March 18, 2019 • History Factory
This post was written by a former employee, Zenobia Kozak, before her departure from History Factory. We wish her the best of luck.
As History Factory embarks on its 40th anniversary, you may wonder if it’s choosing to “celebrate” or “commemorate” four decades as a pioneering heritage management firm. What’s the difference? According to History Factory founder Bruce Weindruch, “It’s the economy, stupid.” As he has observed firsthand, clients typically take a sober, objectives-focused approach to anniversaries during periods of downturn. In contrast, economic growth means corporations are ready to party—celebrating milestones with more pomp and circumstance.
So what else have we learned through our 40 years in business and hundreds of corporate engagements? In that time, we’ve weathered no fewer than five periods of economic downturn or recession. Each period led to difficult decisions within our organization and certainly within those of our clients. An interesting pattern emerges when you overlay the past 40 years of the U.S. economy with the adaptation and evolution of History Factory. Here are four key takeaways from our experience:
History Factory was founded in 1979 during a period of “stagflation.” That said, we had clients, and we had work to do. As the economy recovered, corporations had new challenges besides navigating the recovering market. Rebuilding trust and loyalty among employees and consumers became a priority. Reinvigorating the corporate story became an important and worthwhile investment as companies worked to regain trust and re-engage individuals. Clients looked to History Factory to gather and retell their stories to produce corporate history books.
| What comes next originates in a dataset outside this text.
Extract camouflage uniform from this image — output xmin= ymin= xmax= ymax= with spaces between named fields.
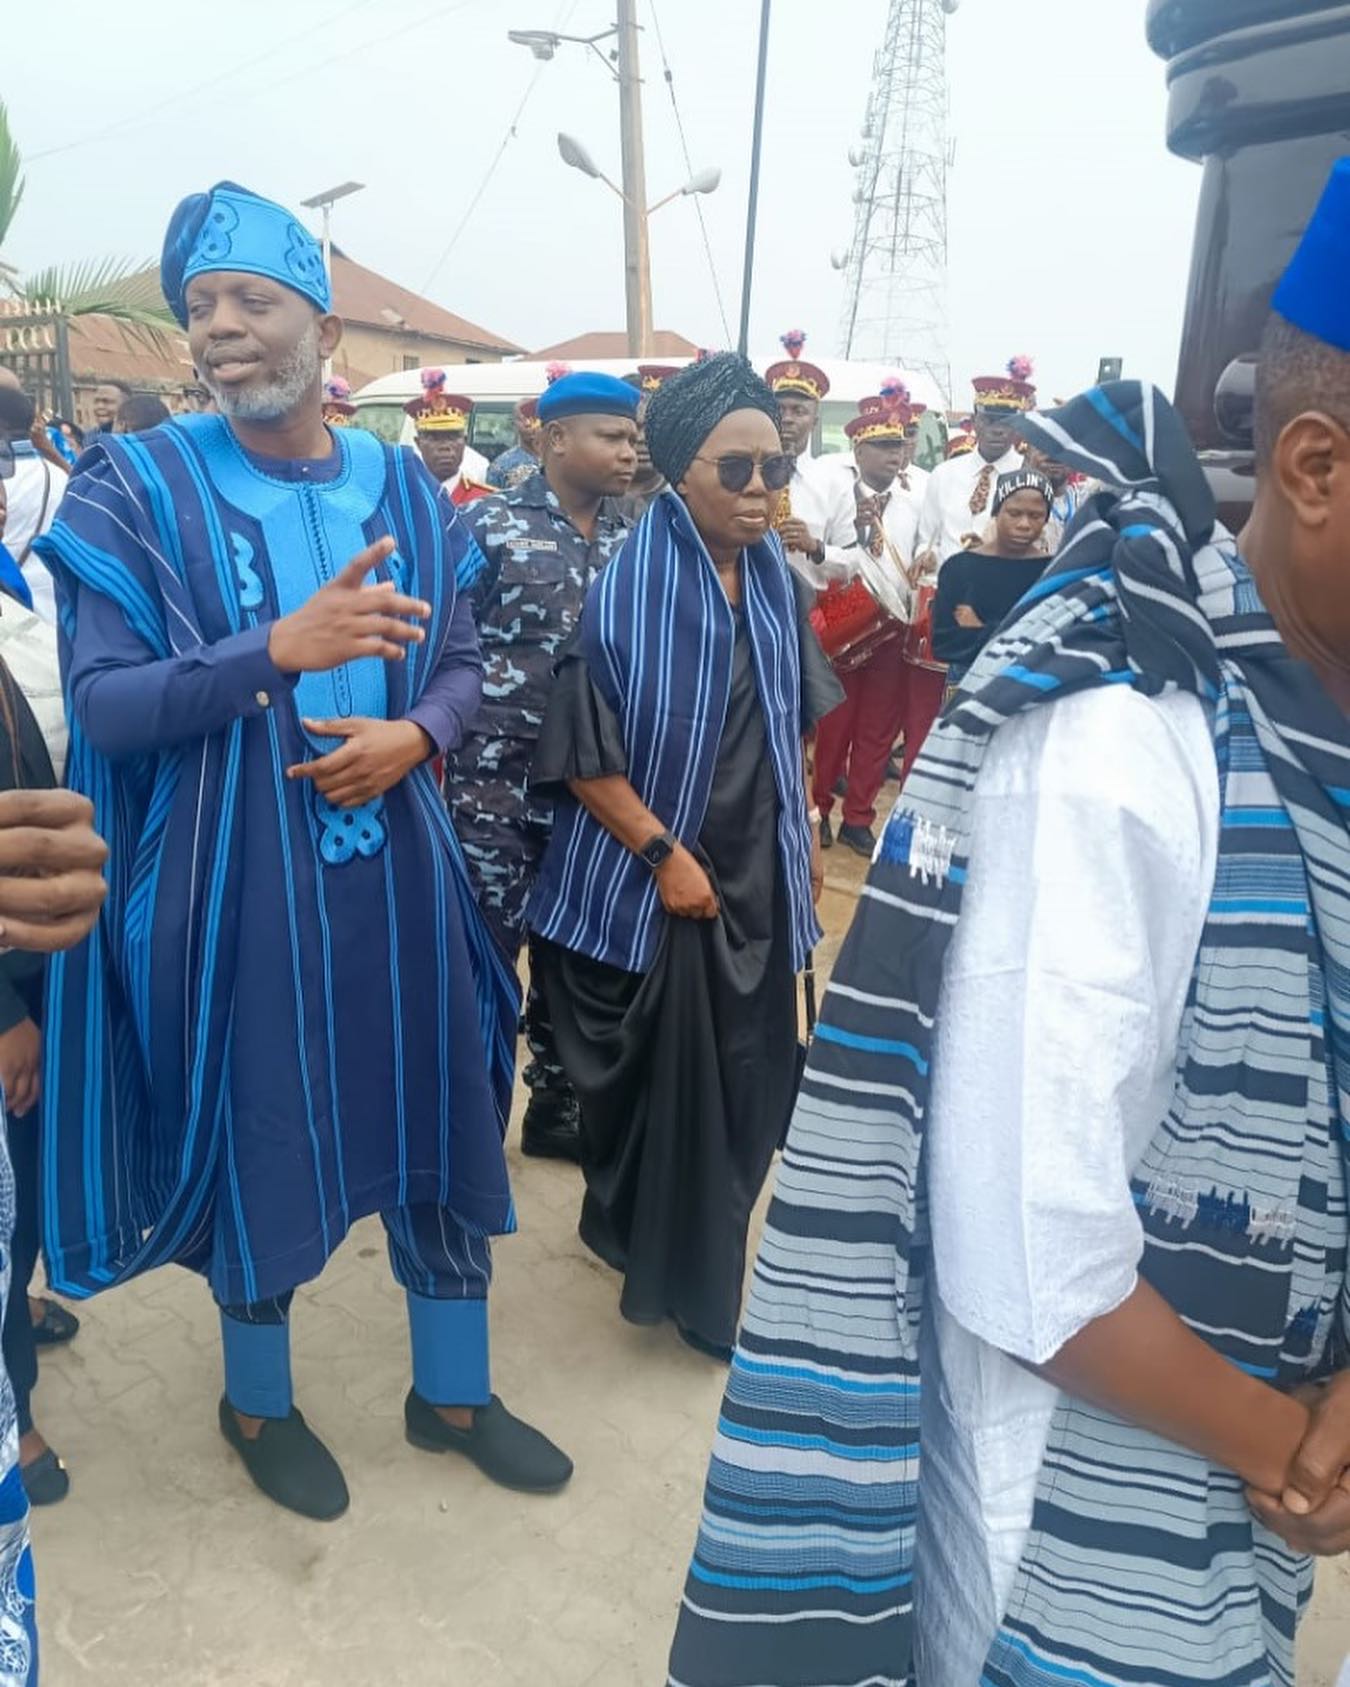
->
xmin=446 ymin=471 xmax=630 ymax=1104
As the business world regained confidence following the 2008 financial crisis, our clients again sought our help to gather, organize and share their stories—but interest shifted away from more traditional formats (i.e. the book) to more dynamic and modular applications. Our StoryARC™ methodology, an innovation born out of History Factory’s efforts to weather the economic storm, benefits organizations by analyzing and accepting crisis points in their history. Ignoring or whitewashing the most difficult aspects of your corporate heritage is the fastest way to obliterate your company’s credibility.
Extended periods of economic expansion are the stable grounds on which large capital projects are built. Corporations find themselves relocating or building new corporate headquarters to accommodate growth. During these stable periods, corporations are not only investing in their facilities and physical infrastructure but also educating and engaging a new and expanding workforce. These two factors commonly converge as a call for a corporate exhibit. The corporate exhibit takes the form of a dedicated space within new construction where corporations can curate and display their corporate story, in an effort to inform and engage employees as well as their customer base.
However, as the law of physics (and economics) defines: What goes up ultimately must come down. A growing number of exhibit clients typically tell us that we are riding the wave to the end of the economic cycle and a downturn may well be around the corner.
During the lengthy peacetime expansion of the 1980s, History Factory recognized and seized the opportunity to develop a more user-friendly archival database program (known then as the “Heritage System”) to help meet growing demand for archival management and access. Our engagement with The Second City comedy troupe in Chicago yielded the 2009 launch of our next-generation cloud-based archival management software, LuminARC.™ Making investments in new technologies during periods of growth helps us prepare for the next phase in the economic cycle: the downturn.
When times are uncertain, markets are plummeting and our clients are getting nervous, it becomes a priority to safeguard assets. There are valid concerns that trimming a workforce, selling a facility, liquidating assets, etc. may lead to irreversible long-term losses. Nobody wants to be the person responsible for throwing out the treasured archives or letting valuable institutional memory walk out of the door. While protecting a corporate archive may not seem high priority, recovering from a recession-driven “archival trauma” could prove far costlier, in terms of real dollars as well as public relations. Having the necessary tools and technology on hand to carry out archival management is key.
The uncertainty of Brexit for the U.K., increased trade tariffs between China and the United States, and markets plummeting on the back of the current trade war make for uncertain times. It is likely that a recession is just around the corner, based on established economic cycles.
Anniversaries come and go, whether the economy is boom or bust. Despite economic uncertainties, History Factory is ready to celebrate our 40th year and continue to turn challenges into new opportunities for our clients. We were founded in 1979 on the unique insight that heritage could be a powerful tool beyond the museum and archive. We pioneered an entirely new industry. This vision for the strategic application of history runs strong and true from Day One to Year 40. That’s where we find ourselves today: leading the authentic content revolution!